What -- and Who -- Inspired Anders Behring Breivik’s Violence?

When the bomb exploded in central Oslo last Friday, transforming parts of the city into something resembling a war zone, many suspected that Islamists were to blame. I admit that I was one of them.

Others did more than suspect -- they indicted. Pamela Geller, an influential anti-Muslim blogger and activist in the United States, resorted to her customary form of sarcasm. “But remember, jihad is not the problem,” she wrote shortly after the attack. “New York's 9/11, London's 7/7, Madrid's 3/11, Bali, Mumbai, Beslan, Moscow ... is not the problem. ‘Islamophobia is the problem.’ Repeat after me as you bury the dead, ‘Islamophobia is the probem [sic], Islamophobia is the problem.’ ”

Geller’s readers joined in. “Europe has been infected with venomous parasitic vermin,” one wrote, pointing to a list of Islamist terrorist attacks. Mocking the U.S. Department of Homeland Security’s concerns about right-wing extremists, another wrote: “You sure it wasn’t white males with hoods and sunglasses and back packs? DHS told me those were the people to worry about.”

Such jibes rang hollow when it emerged that the murderer was not far removed from that stereotype. Anders Behring Breivik, who has confessed to carrying out the attacks, is a blond, blue-eyed Norwegian man who loathes Islam, fears the “Islamization” of Europe, and fancies himself a “cultural conservative.” He sees himself as a hero of the future Europe, as a crusader of sorts, in a battle against the “cultural Marxists” and “suicidal humanists” in control of Norway and other European countries.
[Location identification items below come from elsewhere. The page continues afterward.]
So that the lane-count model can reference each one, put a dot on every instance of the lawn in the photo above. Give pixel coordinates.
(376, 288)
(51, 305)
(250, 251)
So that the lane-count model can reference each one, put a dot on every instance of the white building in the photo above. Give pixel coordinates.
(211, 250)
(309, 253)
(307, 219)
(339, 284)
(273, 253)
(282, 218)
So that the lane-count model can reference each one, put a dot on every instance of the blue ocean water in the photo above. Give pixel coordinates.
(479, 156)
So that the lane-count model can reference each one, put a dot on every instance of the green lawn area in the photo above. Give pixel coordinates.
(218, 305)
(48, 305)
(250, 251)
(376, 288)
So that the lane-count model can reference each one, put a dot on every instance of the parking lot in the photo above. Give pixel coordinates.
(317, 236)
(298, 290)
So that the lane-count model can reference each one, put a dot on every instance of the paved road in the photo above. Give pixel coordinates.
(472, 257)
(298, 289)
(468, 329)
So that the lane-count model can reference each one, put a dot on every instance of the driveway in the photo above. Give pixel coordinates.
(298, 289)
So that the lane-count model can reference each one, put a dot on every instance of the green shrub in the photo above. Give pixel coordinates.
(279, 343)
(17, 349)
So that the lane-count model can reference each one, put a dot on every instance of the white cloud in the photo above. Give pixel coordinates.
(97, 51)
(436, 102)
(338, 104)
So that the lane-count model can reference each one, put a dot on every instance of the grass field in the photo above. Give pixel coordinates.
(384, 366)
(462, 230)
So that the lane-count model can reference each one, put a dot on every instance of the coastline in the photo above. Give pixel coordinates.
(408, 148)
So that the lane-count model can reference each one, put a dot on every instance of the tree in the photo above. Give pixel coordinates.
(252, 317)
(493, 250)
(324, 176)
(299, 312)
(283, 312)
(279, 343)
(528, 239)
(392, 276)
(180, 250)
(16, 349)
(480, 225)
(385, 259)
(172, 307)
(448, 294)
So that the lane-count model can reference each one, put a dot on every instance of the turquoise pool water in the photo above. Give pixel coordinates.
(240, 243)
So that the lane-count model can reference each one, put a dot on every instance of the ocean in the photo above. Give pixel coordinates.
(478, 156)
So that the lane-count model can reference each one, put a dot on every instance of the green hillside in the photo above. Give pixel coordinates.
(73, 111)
There was good reason to be surprised by the killer’s identity and motives. After all, it has been many years since right-wing extremism has been considered a major concern in Norway. Norwegian neo-Nazi groups are tiny and fragmented, owing largely to the government’s anti-Nazi campaign, carried out in the wake of the 2001 murder by a neo-Nazi gang of Benjamin Hermansen, a young Norwegian boy whose father was from Ghana. The campaign included preventive attempts to hinder recruiting, as well as efforts to provide neo-Nazis with an “exit” strategy, enabling them to abandon the sometimes cult-like groups.